Il Corriere del giorno n.24 anno XIV del 29.1.1997 (Taranto).
Natura,
cultura, mito del paesaggio lucano: sono queste le tre direttrici
sulle quali si muove la pittura di Lino Barbalinardo, giovane
artista di Marconia, già conosciuto per i favorevoli
consensi di critica, riportati in alcune collettive e personali.
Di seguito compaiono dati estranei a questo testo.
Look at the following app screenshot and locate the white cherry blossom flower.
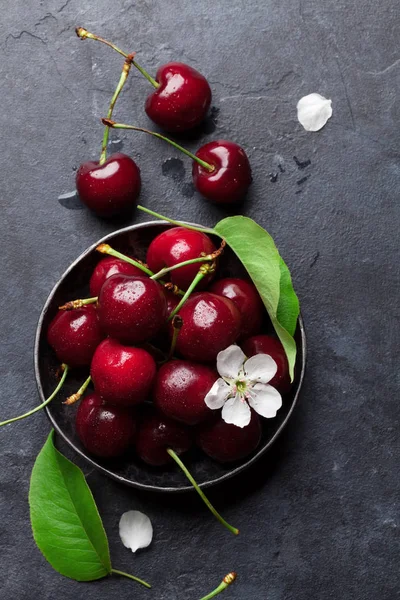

Il tratto deciso del pennello, la solarità delle tonalità
mediterranee, la piena consapevolezza di aver intuito un preciso
percorso pittorico e la sicurezza del segno hanno contribuito
a dare quella necessaria svolta definitiva alla sua produzione,
che oggi si identifica in immagini vive ed essenziali, dai
campi cromatici sovrapposti, nel recupero di una concezione
sacrale della pittura nelle forme primarie del paesaggio della
memoria, nel forte legame con la sua terra, di cui diventa
interprete raffinato e di cui ne esprime l'essenzialità
poetica. Lino Barbalinardo è così pittore passionale
e sensibile nel contempo, specialmente quando ritrae paesaggi
tipici pisticcesi, le campagne ed i prodotti della sua terra,
i luoghi sempre cari del ricordo, la dimensione quasi arcaica
della natura tutta ancora da scoprire e raccontare. Ed in
ogni suo dipinto si scopre fertilità ed inventiva ed
il timbro di una personalità inconfondibile che respinge
correnti e mode imperanti. Il paesaggio diventa così
costante e sequenziale narrazione di un evento mitico che
parla all'anima e ne ritrae gli aspetti più nobili,
tra l'allegorico, il figurativo ed il sentimentale. Barbalinardo
sembra avere una predilezione particolare anche per i giochi
chiaroscurali, quasi di impostazione scultorea, che talora
contornano l'immagine, quasi a volerle conferire maggiore
fascino, attraverso il non-finito e l'isolamento plastico.